Renewed Selling Pressure Likely For China Shares

The China stock market has moved higher in two of three trading days since the end of the four-day slide in which it had stumbled more than 75 points or 2.5 percent. The Shanghai Composite Index now sits just above the 2,970-point plateau although it figures to head south again on Friday.

The global forecast for the Asian markets suggests profit taking, particularly among the technology sectors. The European markets were up and the U.S. bourses were down and the Asian markets figure to follow the latter lead.

The SCI finished sharply higher on Thursday following gains from the resource stocks and properties.

For the day, the index improved 31.02 points or 1.06 percent to finish at 2,970.39 after trading between 2,947.40 and 2,971.36. The Shenzhen Composite Index jumped 37.24 points or 2.35 percent to end at 1,619.82.

Among the actives, Industrial and Commercial Bank of China slumped 1.17 percent, while Bank of China skidded 1.05 percent, China Construction Bank shed 0.65 percent, China Merchants Bank collected 0.58 percent, Bank of Communications lost 0.41 percent, China Life Insurance perked 0.03 percent, Jiangxi Copper surged 4.51 percent, Aluminum Corp of China (Chalco) soared 3.17 percent, Yankuang Energy rose 0.07 percent, PetroChina strengthened 1.26 percent, Huaneng Power tumbled 1.97 percent, China Shenhua Energy dipped 0.07 percent, Gemdale rallied 1.58 percent, Poly Developments jumped 2.00 percent, China Vanke spiked 2.41 percent and China Petroleum and Chemical (Sinopec) was unchanged.

The lead from Wall Street is largely negative as the major averages opened lower on Thursday; the Dow inched barely into the green, while the S&P and NASDAQ retreated from record highs.

The Dow rose 32.39 points or 0.08 percent to finish at 39,753.75, while the NASDAQ plummeted 364.04 points or 1.95 percent to close at 18,283.41 and the S&P 500 sank 49.37 points or 0.88 percent to end at 5,584.54.

Optimism about the outlook for interest rates contributed to early strength on Wall Street, although it quickly waned as traders seem to have already priced in a rate cut in September.

The subsequent sell-off came as traders cashed in on the recent strength in the markets, with some of the biggest tech winners of the year like AI darling Nvidia (NVDA) leading the pullback.

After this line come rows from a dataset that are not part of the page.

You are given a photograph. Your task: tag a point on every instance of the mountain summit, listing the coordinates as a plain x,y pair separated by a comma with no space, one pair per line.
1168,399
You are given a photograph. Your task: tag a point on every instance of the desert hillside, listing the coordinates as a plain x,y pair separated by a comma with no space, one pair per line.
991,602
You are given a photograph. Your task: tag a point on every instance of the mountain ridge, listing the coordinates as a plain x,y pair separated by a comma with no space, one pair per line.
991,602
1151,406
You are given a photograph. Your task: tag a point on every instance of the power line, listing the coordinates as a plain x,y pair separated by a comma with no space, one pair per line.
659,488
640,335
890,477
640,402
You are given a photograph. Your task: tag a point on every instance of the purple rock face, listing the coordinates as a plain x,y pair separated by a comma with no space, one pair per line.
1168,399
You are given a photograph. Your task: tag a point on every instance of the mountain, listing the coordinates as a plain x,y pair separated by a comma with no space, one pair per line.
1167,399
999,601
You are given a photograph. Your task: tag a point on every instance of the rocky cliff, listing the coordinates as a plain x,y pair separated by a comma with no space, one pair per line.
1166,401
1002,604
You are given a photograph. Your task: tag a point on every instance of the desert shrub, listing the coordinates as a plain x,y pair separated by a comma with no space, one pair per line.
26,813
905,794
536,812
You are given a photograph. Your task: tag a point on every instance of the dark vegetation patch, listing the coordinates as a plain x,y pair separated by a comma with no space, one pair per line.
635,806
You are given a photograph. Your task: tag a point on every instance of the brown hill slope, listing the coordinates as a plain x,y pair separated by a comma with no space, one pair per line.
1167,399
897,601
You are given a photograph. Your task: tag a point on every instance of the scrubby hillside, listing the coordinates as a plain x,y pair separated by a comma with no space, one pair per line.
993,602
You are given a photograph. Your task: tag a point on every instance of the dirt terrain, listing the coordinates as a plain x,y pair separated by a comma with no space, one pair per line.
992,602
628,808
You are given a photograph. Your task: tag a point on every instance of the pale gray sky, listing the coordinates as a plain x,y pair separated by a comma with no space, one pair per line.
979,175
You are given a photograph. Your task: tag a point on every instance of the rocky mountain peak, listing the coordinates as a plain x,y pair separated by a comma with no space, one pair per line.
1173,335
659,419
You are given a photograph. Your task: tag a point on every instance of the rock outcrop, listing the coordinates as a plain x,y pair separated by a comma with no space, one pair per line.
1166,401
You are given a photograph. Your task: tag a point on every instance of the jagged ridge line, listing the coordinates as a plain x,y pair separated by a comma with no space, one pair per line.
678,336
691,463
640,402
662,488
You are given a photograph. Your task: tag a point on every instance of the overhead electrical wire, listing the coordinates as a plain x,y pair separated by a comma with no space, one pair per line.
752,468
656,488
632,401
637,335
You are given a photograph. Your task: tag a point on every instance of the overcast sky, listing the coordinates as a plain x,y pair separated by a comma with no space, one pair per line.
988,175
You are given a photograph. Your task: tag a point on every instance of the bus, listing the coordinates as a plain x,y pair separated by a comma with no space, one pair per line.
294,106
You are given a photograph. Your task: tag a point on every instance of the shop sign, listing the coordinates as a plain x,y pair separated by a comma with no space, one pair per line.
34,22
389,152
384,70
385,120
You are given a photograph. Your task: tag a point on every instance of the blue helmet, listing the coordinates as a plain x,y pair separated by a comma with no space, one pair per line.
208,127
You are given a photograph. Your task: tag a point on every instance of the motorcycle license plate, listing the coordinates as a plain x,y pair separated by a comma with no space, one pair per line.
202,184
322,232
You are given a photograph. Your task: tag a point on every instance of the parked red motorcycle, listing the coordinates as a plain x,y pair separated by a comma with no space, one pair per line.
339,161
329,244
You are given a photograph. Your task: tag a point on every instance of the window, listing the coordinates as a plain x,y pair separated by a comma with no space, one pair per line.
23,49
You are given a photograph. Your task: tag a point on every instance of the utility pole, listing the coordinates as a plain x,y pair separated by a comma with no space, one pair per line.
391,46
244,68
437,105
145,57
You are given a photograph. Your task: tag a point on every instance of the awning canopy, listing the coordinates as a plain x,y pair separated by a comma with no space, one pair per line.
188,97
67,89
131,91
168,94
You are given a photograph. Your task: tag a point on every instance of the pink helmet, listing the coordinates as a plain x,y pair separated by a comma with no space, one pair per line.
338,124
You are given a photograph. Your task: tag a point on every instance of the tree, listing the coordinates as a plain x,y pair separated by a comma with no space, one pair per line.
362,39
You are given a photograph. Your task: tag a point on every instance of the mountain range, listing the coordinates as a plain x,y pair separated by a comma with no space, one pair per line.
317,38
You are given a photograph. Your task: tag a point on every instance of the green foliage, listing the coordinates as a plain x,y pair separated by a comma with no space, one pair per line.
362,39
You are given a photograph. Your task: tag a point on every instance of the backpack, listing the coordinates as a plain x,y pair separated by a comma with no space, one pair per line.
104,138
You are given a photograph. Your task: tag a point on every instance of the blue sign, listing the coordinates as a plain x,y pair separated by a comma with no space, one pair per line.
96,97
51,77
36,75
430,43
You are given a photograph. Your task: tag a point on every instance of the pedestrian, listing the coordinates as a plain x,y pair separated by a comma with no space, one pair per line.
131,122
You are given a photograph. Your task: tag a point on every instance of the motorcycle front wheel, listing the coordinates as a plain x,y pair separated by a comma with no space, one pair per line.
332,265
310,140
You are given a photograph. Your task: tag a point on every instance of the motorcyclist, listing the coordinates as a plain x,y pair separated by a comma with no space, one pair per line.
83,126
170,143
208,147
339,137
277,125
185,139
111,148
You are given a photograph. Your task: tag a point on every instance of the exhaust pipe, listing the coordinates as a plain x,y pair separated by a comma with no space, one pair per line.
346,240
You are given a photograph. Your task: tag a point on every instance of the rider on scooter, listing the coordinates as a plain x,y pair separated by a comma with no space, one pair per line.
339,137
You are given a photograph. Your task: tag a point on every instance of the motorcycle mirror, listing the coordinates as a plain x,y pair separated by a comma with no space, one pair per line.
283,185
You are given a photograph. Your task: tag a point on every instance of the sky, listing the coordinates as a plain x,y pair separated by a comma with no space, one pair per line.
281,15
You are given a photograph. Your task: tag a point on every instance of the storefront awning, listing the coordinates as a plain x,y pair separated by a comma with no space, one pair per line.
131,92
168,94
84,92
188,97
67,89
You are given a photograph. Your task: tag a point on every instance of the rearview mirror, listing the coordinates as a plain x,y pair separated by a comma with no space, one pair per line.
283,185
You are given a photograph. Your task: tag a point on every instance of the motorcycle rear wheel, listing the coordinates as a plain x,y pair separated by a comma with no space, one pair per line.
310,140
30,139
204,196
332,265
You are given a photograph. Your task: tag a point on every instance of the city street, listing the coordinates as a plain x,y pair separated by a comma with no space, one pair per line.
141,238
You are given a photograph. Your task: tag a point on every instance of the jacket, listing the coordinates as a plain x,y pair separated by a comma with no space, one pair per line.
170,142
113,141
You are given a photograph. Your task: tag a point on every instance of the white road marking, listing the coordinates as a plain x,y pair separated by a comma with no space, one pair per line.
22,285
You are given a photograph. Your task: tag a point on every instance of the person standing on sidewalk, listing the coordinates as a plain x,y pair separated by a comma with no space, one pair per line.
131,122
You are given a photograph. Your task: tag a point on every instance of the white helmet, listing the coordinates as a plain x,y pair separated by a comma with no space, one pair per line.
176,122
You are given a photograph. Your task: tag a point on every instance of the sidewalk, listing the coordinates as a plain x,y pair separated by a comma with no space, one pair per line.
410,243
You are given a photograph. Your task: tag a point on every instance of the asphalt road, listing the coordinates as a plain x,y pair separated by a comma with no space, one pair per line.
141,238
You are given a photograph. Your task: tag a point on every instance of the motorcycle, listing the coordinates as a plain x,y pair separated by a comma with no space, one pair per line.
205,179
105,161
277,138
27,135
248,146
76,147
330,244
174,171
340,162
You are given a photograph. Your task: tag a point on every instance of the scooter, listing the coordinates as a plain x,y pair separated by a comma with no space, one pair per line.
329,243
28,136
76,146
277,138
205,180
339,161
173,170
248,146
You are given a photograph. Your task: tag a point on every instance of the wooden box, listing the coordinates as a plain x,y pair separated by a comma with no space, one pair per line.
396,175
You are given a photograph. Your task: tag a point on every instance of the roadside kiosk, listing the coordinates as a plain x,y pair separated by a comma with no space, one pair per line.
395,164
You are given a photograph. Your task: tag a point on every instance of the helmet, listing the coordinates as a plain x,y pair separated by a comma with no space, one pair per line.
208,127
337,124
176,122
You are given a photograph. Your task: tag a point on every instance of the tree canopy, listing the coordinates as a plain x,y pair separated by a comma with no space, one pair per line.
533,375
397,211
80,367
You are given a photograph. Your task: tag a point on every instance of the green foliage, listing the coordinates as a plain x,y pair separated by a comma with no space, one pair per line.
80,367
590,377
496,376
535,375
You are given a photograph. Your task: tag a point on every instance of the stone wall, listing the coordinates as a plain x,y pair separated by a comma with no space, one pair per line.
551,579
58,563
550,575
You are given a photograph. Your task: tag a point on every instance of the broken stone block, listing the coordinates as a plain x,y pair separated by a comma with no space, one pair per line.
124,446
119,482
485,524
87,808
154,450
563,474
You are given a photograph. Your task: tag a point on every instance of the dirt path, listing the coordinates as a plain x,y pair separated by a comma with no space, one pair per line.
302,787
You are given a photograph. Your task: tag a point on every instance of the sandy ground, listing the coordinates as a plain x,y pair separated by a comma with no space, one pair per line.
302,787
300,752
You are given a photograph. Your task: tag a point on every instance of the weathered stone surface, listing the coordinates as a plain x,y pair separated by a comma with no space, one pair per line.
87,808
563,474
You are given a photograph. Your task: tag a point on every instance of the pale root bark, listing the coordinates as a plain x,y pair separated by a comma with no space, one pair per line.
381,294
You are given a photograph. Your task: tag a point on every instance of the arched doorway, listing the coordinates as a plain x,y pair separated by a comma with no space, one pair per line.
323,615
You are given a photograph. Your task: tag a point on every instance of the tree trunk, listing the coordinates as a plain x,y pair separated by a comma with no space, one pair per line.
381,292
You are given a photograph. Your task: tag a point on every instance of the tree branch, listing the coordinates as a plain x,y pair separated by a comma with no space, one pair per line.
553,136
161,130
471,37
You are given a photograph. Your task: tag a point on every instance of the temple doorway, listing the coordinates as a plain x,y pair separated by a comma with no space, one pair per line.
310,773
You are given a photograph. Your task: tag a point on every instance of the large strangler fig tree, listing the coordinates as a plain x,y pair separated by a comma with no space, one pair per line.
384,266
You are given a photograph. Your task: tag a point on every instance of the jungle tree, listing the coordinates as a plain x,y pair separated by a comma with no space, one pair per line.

Nonetheless, the Federal Reserve is still seen as likely to lower rates in September after a report from the Labor Department showing showed prices in the U.S. unexpectedly edged slightly lower in June.

Oil futures settled higher on Thursday, lifted by hopes of an interest rate cut by the Federal Reserve after the encouraging inflation data. West Texas Intermediate Crude oil futures for August ended down $0.52 at $82.62 a barrel.

Closer to home, China will release June figures for imports, exports and trade balance later today. Imports are expected to add 2.8 percent on year, up from 1.8 percent in May. Exports are called higher by an annual 8.0 percent, up from 7.6 percent in the previous month. The trade surplus is pegged at $85.00 billion, up from $82.62 billion a month earlier.